The Accord on Health Care Renewal

An agreement on health reached in 2000 by the federal, provincial and territorial government leaders (or first ministers) set out key reforms in primary health care, pharmaceuticals management, health information and communications technology, and health equipment and infrastructure. At the same time, the federal government increased cash transfers in support of health.

In 2003, the first ministers agreed on the Accord on Health Care Renewal, which provided for structural change to the health care system to support access, quality and long-term sustainability. The Accord committed governments to work toward targeted reforms in areas such as accelerated primary health care renewal; supporting information technology (e.g., electronic health records, telehealth); coverage for certain home care services and drugs; enhanced access to diagnostic and medical equipment; and better accountability from governments.

Under the Accord, federal government cash transfers in support of health care were increased, and the CHST was split into the Canada Health Transfer for health and the Canada Social Transfer for post-secondary education, social services and social assistance, effective April 2004.

Further reforms were announced by first ministers in A 10-Year Plan to Strengthen Health Care in 2004. The federal, provincial, and territorial governments committed to a health care renewal plan that included work toward reforms in key areas such as: wait times management; health human resources; Aboriginal health; home care; primary health care; a national pharmaceutical strategy; health care services in the North; medical equipment; prevention, promotion, and public health; and enhanced reporting on progress made on these reforms.

To support the Plan, the federal government increased health care cash transfers including annual increases to the Canada Health Transfer from 2006-07 until 2013-14 to provide predictable growth in federal funding. Retrieved from: http://www.hc-sc.gc.ca/hcs-sss/pubs/system-regime/2011-hcs-sss/index-eng.php#a3

Public Health Agency of Canada supports the movement toward integrated communication infrastructure.

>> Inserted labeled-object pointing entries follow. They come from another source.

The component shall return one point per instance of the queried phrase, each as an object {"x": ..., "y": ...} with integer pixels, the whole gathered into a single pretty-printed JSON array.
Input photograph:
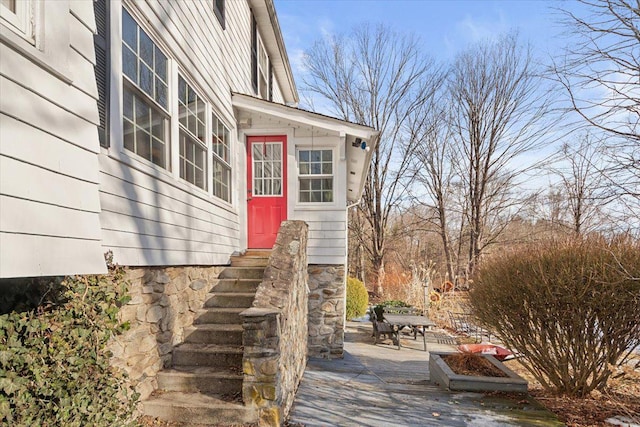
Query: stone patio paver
[{"x": 382, "y": 386}]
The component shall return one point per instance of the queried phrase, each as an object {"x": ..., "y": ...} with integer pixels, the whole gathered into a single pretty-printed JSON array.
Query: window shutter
[
  {"x": 254, "y": 53},
  {"x": 270, "y": 82},
  {"x": 218, "y": 8},
  {"x": 101, "y": 46}
]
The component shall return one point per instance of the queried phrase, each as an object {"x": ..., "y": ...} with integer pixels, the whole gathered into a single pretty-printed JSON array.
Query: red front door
[{"x": 267, "y": 189}]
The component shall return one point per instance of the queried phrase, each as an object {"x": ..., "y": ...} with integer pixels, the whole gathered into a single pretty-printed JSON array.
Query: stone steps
[
  {"x": 200, "y": 379},
  {"x": 242, "y": 273},
  {"x": 250, "y": 259},
  {"x": 207, "y": 355},
  {"x": 204, "y": 385},
  {"x": 230, "y": 299},
  {"x": 219, "y": 315},
  {"x": 236, "y": 285},
  {"x": 213, "y": 333},
  {"x": 198, "y": 408}
]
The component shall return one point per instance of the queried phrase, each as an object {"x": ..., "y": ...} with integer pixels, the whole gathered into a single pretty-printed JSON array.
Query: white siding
[
  {"x": 149, "y": 215},
  {"x": 150, "y": 221},
  {"x": 49, "y": 207},
  {"x": 327, "y": 222}
]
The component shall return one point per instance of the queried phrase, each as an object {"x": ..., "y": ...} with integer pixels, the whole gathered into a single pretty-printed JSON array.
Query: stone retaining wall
[
  {"x": 164, "y": 301},
  {"x": 275, "y": 328},
  {"x": 326, "y": 310}
]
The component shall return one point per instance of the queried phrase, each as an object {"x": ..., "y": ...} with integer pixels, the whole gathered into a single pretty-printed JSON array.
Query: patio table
[{"x": 400, "y": 321}]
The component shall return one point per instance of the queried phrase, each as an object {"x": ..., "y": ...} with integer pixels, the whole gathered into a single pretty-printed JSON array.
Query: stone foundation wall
[
  {"x": 275, "y": 328},
  {"x": 326, "y": 310},
  {"x": 164, "y": 301}
]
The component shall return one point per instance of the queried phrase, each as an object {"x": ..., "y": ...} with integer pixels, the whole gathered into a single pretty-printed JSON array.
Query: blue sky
[{"x": 445, "y": 27}]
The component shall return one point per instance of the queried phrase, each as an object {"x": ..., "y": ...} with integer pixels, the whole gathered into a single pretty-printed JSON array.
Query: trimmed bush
[
  {"x": 54, "y": 367},
  {"x": 357, "y": 298},
  {"x": 571, "y": 308}
]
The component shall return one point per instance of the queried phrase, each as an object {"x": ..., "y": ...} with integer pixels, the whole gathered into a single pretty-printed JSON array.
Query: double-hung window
[
  {"x": 261, "y": 73},
  {"x": 144, "y": 95},
  {"x": 221, "y": 159},
  {"x": 193, "y": 146},
  {"x": 154, "y": 110},
  {"x": 315, "y": 175}
]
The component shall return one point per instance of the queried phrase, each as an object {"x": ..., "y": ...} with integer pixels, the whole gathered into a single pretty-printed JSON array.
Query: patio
[{"x": 378, "y": 385}]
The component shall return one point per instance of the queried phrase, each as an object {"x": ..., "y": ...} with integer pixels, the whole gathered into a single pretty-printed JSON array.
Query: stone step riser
[
  {"x": 242, "y": 273},
  {"x": 236, "y": 285},
  {"x": 229, "y": 301},
  {"x": 192, "y": 383},
  {"x": 249, "y": 262},
  {"x": 219, "y": 317},
  {"x": 204, "y": 336},
  {"x": 182, "y": 357},
  {"x": 169, "y": 411}
]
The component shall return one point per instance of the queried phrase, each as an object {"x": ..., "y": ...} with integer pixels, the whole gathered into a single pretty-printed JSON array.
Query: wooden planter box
[{"x": 441, "y": 374}]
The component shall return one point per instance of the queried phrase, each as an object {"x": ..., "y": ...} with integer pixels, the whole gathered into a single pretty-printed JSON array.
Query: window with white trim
[
  {"x": 220, "y": 137},
  {"x": 17, "y": 15},
  {"x": 155, "y": 108},
  {"x": 261, "y": 73},
  {"x": 315, "y": 176},
  {"x": 193, "y": 146},
  {"x": 144, "y": 95}
]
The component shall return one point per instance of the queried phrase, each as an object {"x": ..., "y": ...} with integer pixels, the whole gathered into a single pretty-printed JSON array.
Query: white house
[{"x": 165, "y": 131}]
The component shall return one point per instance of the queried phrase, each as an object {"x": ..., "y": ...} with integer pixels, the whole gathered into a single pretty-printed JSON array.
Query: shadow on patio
[{"x": 381, "y": 386}]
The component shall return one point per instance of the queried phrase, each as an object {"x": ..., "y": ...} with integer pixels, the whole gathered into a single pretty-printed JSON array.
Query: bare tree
[
  {"x": 499, "y": 111},
  {"x": 376, "y": 77},
  {"x": 602, "y": 67},
  {"x": 434, "y": 177},
  {"x": 600, "y": 75},
  {"x": 581, "y": 183}
]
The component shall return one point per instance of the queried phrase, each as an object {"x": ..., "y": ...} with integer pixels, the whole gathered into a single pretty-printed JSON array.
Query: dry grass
[
  {"x": 621, "y": 398},
  {"x": 472, "y": 364}
]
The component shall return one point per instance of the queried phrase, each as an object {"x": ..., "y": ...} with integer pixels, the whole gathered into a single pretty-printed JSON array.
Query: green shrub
[
  {"x": 571, "y": 308},
  {"x": 54, "y": 368},
  {"x": 357, "y": 298}
]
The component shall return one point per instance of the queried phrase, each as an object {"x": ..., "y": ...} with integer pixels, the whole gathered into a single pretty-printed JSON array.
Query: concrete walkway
[{"x": 382, "y": 386}]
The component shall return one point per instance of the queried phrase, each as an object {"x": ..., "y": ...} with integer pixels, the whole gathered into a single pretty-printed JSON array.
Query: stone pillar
[
  {"x": 327, "y": 285},
  {"x": 276, "y": 330}
]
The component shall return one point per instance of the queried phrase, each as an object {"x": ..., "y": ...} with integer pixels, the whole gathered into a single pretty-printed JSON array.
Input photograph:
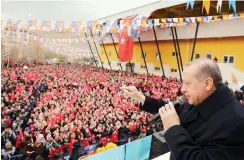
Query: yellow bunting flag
[
  {"x": 206, "y": 5},
  {"x": 225, "y": 17},
  {"x": 163, "y": 20}
]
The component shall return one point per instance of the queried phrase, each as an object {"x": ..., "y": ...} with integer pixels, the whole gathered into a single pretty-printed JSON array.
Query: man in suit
[{"x": 210, "y": 125}]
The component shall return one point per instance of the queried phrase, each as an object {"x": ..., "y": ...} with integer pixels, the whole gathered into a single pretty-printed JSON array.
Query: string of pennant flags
[
  {"x": 134, "y": 25},
  {"x": 112, "y": 26}
]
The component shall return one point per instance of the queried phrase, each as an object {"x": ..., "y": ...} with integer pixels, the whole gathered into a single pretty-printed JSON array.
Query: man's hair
[{"x": 207, "y": 68}]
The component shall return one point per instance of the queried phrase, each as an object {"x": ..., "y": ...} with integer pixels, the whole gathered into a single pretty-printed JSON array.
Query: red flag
[{"x": 125, "y": 47}]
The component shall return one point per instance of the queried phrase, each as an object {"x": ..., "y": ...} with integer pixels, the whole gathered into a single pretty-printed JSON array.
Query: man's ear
[{"x": 209, "y": 84}]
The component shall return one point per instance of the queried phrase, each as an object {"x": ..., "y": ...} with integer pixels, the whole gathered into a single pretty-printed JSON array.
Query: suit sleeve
[
  {"x": 182, "y": 146},
  {"x": 152, "y": 105}
]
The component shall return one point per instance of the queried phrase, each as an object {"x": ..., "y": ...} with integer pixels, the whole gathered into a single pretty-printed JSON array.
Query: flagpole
[
  {"x": 158, "y": 50},
  {"x": 96, "y": 48},
  {"x": 116, "y": 51},
  {"x": 105, "y": 52},
  {"x": 142, "y": 52},
  {"x": 176, "y": 54},
  {"x": 90, "y": 49},
  {"x": 195, "y": 40},
  {"x": 178, "y": 46}
]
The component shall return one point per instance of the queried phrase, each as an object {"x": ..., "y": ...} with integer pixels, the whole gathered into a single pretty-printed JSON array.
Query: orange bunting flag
[
  {"x": 163, "y": 20},
  {"x": 225, "y": 17},
  {"x": 206, "y": 5}
]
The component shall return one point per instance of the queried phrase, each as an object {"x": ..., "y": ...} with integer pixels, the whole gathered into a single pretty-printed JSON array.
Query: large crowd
[{"x": 52, "y": 111}]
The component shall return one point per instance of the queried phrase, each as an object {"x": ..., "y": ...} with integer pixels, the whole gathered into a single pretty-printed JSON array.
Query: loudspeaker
[{"x": 158, "y": 145}]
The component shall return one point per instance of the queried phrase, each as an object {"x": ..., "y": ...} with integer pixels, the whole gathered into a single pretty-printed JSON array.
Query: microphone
[{"x": 179, "y": 102}]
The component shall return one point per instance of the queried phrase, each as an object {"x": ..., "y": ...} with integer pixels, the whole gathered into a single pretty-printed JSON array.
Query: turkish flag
[{"x": 125, "y": 47}]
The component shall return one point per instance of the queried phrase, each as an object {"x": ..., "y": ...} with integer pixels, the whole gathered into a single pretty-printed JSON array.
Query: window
[
  {"x": 156, "y": 68},
  {"x": 197, "y": 55},
  {"x": 225, "y": 59},
  {"x": 209, "y": 56},
  {"x": 231, "y": 59},
  {"x": 157, "y": 56},
  {"x": 145, "y": 55}
]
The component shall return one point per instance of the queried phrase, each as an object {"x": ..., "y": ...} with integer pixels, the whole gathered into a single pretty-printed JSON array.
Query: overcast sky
[{"x": 66, "y": 10}]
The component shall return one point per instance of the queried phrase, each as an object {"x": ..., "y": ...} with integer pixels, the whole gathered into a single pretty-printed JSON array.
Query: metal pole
[
  {"x": 142, "y": 52},
  {"x": 158, "y": 50},
  {"x": 178, "y": 46},
  {"x": 176, "y": 53},
  {"x": 96, "y": 48},
  {"x": 116, "y": 51},
  {"x": 8, "y": 62},
  {"x": 105, "y": 53},
  {"x": 130, "y": 66},
  {"x": 91, "y": 49},
  {"x": 177, "y": 58},
  {"x": 106, "y": 56},
  {"x": 194, "y": 44}
]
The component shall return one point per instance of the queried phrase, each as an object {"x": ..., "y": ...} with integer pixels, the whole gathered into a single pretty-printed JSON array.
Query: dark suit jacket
[{"x": 214, "y": 130}]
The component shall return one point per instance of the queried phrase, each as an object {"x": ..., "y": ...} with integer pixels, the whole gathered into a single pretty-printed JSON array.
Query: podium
[{"x": 158, "y": 145}]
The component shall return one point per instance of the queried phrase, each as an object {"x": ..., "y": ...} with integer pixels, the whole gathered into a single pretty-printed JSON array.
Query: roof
[{"x": 136, "y": 11}]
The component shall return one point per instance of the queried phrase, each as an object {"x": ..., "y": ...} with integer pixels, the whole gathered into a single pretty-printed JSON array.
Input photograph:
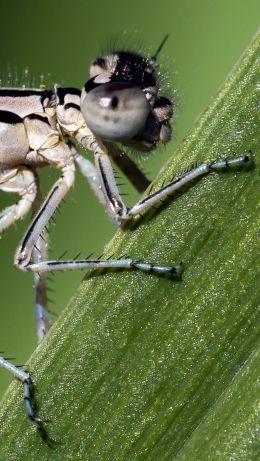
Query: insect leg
[
  {"x": 203, "y": 169},
  {"x": 27, "y": 389},
  {"x": 39, "y": 254},
  {"x": 44, "y": 214},
  {"x": 20, "y": 181}
]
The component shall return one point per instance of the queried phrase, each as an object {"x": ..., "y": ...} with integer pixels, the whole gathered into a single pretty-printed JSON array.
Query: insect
[{"x": 120, "y": 105}]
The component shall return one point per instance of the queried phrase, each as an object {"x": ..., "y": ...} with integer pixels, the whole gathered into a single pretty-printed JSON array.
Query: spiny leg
[
  {"x": 22, "y": 182},
  {"x": 40, "y": 221},
  {"x": 28, "y": 390},
  {"x": 39, "y": 254},
  {"x": 44, "y": 215}
]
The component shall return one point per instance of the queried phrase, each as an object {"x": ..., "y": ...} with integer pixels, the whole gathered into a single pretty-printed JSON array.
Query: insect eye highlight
[{"x": 115, "y": 111}]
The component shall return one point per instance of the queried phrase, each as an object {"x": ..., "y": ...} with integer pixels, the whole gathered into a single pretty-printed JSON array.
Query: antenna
[{"x": 155, "y": 56}]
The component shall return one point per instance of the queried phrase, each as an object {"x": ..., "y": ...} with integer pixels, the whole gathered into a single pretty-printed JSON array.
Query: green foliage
[{"x": 141, "y": 367}]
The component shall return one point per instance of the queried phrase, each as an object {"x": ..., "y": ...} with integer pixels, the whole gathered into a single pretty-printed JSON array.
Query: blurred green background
[{"x": 60, "y": 39}]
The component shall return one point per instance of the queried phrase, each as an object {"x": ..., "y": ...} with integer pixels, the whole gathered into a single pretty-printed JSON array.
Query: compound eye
[{"x": 115, "y": 111}]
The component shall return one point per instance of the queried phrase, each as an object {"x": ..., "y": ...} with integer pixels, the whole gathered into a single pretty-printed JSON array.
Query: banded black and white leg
[
  {"x": 114, "y": 202},
  {"x": 28, "y": 390}
]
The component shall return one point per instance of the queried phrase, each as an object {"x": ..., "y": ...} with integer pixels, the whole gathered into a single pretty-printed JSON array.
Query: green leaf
[{"x": 146, "y": 367}]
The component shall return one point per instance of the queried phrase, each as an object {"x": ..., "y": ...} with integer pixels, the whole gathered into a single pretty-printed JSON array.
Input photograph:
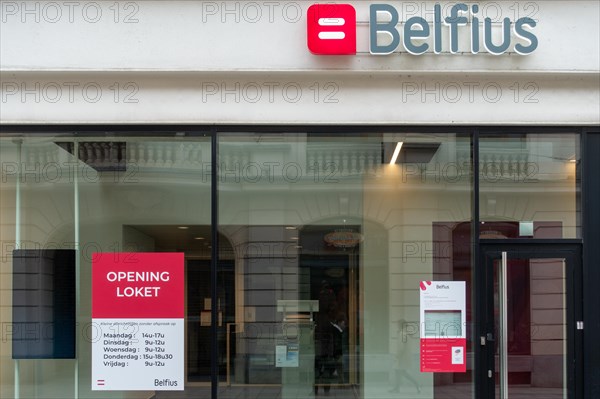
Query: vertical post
[
  {"x": 77, "y": 263},
  {"x": 503, "y": 344},
  {"x": 19, "y": 142},
  {"x": 214, "y": 261}
]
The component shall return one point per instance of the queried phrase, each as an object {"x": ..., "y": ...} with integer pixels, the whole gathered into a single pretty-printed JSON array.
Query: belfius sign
[
  {"x": 138, "y": 320},
  {"x": 331, "y": 30}
]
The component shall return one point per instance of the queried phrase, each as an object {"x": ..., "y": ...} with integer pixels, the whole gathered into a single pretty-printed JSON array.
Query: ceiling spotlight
[{"x": 396, "y": 153}]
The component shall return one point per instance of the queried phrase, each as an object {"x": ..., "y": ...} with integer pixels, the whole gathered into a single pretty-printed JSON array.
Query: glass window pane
[{"x": 529, "y": 186}]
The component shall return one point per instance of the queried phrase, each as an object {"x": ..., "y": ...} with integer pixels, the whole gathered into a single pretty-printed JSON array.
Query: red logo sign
[{"x": 332, "y": 29}]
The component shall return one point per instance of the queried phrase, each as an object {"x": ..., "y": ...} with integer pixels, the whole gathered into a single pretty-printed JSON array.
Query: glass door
[{"x": 532, "y": 308}]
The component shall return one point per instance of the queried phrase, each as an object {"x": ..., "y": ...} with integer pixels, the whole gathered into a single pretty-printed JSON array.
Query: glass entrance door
[{"x": 532, "y": 304}]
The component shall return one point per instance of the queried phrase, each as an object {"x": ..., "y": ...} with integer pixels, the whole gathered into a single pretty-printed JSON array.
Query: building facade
[{"x": 307, "y": 176}]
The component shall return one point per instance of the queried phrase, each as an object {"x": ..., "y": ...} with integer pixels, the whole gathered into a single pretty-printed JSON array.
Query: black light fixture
[{"x": 406, "y": 152}]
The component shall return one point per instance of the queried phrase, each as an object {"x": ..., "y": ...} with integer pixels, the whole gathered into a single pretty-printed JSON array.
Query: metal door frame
[{"x": 490, "y": 250}]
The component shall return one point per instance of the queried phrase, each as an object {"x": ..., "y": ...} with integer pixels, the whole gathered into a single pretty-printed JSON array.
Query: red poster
[{"x": 138, "y": 320}]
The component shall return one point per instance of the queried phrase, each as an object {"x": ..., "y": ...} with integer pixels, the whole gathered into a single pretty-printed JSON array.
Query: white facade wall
[{"x": 244, "y": 62}]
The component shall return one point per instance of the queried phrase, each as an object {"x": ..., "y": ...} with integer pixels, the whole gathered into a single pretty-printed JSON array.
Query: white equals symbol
[{"x": 331, "y": 22}]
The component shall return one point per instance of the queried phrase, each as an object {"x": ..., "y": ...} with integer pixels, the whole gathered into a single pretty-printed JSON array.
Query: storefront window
[
  {"x": 529, "y": 186},
  {"x": 93, "y": 195},
  {"x": 331, "y": 241}
]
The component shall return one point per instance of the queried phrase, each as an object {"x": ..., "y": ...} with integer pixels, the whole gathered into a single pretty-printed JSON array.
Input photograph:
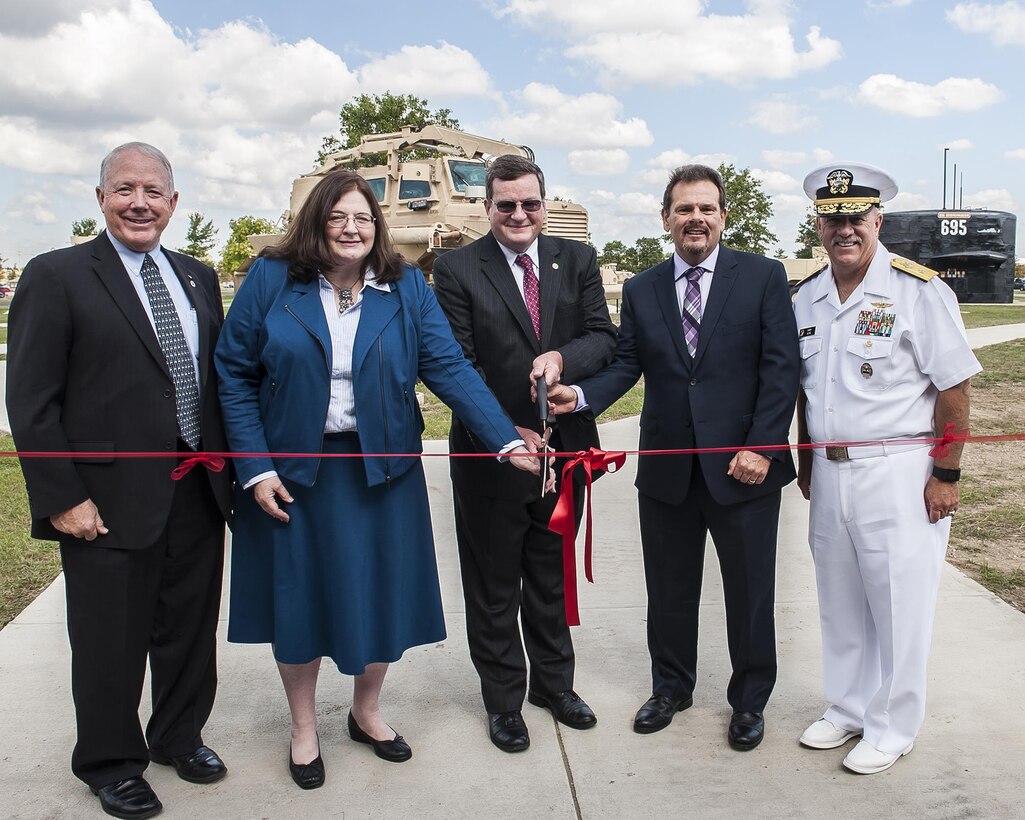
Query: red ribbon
[
  {"x": 950, "y": 435},
  {"x": 562, "y": 520},
  {"x": 212, "y": 462}
]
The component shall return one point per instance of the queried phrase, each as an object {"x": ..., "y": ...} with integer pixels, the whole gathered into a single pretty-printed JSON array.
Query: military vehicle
[
  {"x": 973, "y": 250},
  {"x": 435, "y": 203}
]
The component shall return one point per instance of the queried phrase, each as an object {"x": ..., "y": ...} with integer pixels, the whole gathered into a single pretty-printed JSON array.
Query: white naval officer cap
[{"x": 847, "y": 189}]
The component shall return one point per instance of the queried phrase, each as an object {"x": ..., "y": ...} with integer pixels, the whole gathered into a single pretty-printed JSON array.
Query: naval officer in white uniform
[{"x": 885, "y": 358}]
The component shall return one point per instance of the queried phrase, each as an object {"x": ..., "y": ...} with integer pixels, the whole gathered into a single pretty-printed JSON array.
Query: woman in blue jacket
[{"x": 333, "y": 555}]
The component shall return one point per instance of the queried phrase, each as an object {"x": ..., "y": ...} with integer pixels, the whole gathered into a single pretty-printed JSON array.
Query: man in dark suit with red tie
[
  {"x": 519, "y": 300},
  {"x": 712, "y": 332},
  {"x": 111, "y": 346}
]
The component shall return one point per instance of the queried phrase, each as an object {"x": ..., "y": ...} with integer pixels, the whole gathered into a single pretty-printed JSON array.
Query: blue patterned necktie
[
  {"x": 172, "y": 343},
  {"x": 692, "y": 309}
]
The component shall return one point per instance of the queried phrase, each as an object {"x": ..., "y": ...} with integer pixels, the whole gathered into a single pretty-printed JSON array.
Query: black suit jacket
[
  {"x": 85, "y": 373},
  {"x": 738, "y": 392},
  {"x": 489, "y": 318}
]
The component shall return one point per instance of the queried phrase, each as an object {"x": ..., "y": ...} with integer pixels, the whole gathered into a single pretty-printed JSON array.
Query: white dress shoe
[
  {"x": 866, "y": 760},
  {"x": 824, "y": 734}
]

Time is on our side as the there is a worldwide progression toward a more electronic world.

One ministry level representative explained:

Administrator“Our movement toward public health-primary care harmonized electronic communication system has improved with the introduction of the Public Health Agency of Canada.

However, there are still limitations because the two systems have very different kinds of e-communication infrastructures.”

The advantages of a harmonized information and communication infrastructure are an encouraging aspect. Public health efficiencies that can be gained from a harmonized information and communication system are related to better case management, management of infectious disease outbreaks, improved delivery and tracking of immunizations, and better management of vaccine inventories. Further at the systems level, there is a great potential for population focused research and decision making based on utilization mortality and morbidity data.